The workaround I developed for PodQueue was to use the SOURCE_VERSION
environment variable set in the Heroku “build” stage to automatically write out a file with the source revision which we can then load from the runtime.
First, I made a new rake
task which will generate the revision file (in lib/tasks/app.rake
):
namespace :app do
desc 'Generates .source_version'
task source_version: :environment do
if ENV['SOURCE_VERSION'].present?
warn "Writing revision #{ENV['SOURCE_VERSION']} to .source_version"

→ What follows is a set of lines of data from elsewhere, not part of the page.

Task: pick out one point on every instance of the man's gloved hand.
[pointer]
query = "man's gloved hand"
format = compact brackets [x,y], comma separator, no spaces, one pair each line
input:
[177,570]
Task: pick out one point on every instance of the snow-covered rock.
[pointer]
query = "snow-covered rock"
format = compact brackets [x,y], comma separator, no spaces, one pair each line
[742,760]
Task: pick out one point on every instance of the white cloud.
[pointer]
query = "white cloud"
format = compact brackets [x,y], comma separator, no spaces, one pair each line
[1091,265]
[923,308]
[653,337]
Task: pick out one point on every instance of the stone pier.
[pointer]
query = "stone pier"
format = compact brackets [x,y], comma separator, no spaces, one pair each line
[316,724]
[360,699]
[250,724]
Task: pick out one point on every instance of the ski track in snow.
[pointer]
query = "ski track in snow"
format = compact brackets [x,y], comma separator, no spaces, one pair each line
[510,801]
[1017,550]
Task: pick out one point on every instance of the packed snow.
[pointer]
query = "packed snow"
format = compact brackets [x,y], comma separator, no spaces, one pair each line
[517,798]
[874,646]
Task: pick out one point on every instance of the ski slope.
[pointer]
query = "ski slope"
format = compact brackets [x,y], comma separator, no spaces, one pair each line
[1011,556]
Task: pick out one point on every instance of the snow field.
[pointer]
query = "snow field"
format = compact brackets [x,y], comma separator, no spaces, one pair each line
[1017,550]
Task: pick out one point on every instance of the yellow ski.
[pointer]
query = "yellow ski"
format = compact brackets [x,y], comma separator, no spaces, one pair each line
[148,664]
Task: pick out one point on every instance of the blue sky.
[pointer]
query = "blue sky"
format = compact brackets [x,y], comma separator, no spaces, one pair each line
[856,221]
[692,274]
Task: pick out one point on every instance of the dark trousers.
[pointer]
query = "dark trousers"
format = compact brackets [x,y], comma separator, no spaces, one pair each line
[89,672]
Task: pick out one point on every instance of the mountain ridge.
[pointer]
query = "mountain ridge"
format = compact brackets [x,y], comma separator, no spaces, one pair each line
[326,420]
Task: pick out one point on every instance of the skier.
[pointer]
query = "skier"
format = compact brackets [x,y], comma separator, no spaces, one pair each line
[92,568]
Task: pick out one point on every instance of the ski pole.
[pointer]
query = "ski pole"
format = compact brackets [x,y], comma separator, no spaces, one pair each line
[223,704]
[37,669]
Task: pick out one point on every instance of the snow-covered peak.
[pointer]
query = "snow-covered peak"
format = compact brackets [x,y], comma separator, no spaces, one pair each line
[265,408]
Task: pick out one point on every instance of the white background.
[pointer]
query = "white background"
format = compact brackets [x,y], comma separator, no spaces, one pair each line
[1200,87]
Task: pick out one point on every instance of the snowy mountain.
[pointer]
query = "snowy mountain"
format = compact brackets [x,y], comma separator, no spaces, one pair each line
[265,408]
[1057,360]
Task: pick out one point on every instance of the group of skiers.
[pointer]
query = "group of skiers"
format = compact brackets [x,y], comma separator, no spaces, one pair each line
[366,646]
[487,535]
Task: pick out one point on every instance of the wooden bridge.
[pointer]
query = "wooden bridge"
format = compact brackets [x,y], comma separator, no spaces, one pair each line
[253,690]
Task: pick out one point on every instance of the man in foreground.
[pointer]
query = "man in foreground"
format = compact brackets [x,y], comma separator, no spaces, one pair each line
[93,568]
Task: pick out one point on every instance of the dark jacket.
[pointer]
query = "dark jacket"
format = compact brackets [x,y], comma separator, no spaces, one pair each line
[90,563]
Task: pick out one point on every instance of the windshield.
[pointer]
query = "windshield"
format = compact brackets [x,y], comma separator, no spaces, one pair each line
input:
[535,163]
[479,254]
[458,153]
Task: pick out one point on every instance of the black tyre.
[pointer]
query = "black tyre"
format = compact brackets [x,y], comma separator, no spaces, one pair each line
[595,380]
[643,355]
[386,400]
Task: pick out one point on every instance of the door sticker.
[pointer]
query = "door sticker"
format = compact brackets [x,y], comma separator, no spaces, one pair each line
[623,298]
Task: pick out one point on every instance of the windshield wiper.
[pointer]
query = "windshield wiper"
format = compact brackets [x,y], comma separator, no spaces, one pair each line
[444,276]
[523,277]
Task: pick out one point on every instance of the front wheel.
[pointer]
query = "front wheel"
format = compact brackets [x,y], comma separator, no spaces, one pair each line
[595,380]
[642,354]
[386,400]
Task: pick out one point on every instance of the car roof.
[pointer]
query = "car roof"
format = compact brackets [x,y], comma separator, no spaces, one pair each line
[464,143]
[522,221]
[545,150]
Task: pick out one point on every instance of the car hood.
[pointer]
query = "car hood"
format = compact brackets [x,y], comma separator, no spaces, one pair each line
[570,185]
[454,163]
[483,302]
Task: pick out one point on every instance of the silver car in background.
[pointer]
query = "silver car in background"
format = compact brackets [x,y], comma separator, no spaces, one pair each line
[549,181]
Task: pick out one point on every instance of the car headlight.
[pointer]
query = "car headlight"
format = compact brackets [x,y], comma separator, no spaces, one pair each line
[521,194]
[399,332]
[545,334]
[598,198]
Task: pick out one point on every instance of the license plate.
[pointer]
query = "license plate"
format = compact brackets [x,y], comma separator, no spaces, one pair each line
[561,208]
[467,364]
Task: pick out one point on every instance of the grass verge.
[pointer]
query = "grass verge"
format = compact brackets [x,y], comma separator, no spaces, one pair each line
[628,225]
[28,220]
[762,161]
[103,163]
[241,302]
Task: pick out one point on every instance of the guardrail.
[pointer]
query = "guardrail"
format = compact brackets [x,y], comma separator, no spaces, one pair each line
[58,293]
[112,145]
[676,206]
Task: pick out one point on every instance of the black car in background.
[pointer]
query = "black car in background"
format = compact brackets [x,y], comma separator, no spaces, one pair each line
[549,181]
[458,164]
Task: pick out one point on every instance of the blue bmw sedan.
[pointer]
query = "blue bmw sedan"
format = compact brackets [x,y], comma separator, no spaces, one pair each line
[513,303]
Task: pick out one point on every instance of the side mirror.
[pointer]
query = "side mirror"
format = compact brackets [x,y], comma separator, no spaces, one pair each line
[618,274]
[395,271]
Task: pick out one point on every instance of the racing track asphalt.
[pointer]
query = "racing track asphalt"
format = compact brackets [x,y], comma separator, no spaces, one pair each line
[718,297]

File.write(Rails.root.join('.source_version'), ENV['SOURCE_VERSION'])
end
end
end
Then, we hook our new app:source_version
task onto the assets:precompile
task automatically invoked by the Heroku Rails build by using enhance
in our Rakefile
(you’ll need to hook this onto something else if your build doesn’t use asset precompilation):
Rake::Task['assets:precompile'].enhance do
Rake::Task['app:source_version'].invoke
end
Finally, we configure Rapporteur to use the .source_version
file we write out during the “build” stage (config/initializers/rapporteur.rb
):
if Rails.env.production? && File.exist?(Rails.root.join('.source_version'))
Rapporteur::Revision.current = File.read(Rails.root.join('.source_version'))
end
Now, your next deploy should have the correct git
revision in its status response, which you can use to do fun things like automatically wait for a deploy to bubble through CI/CD into production.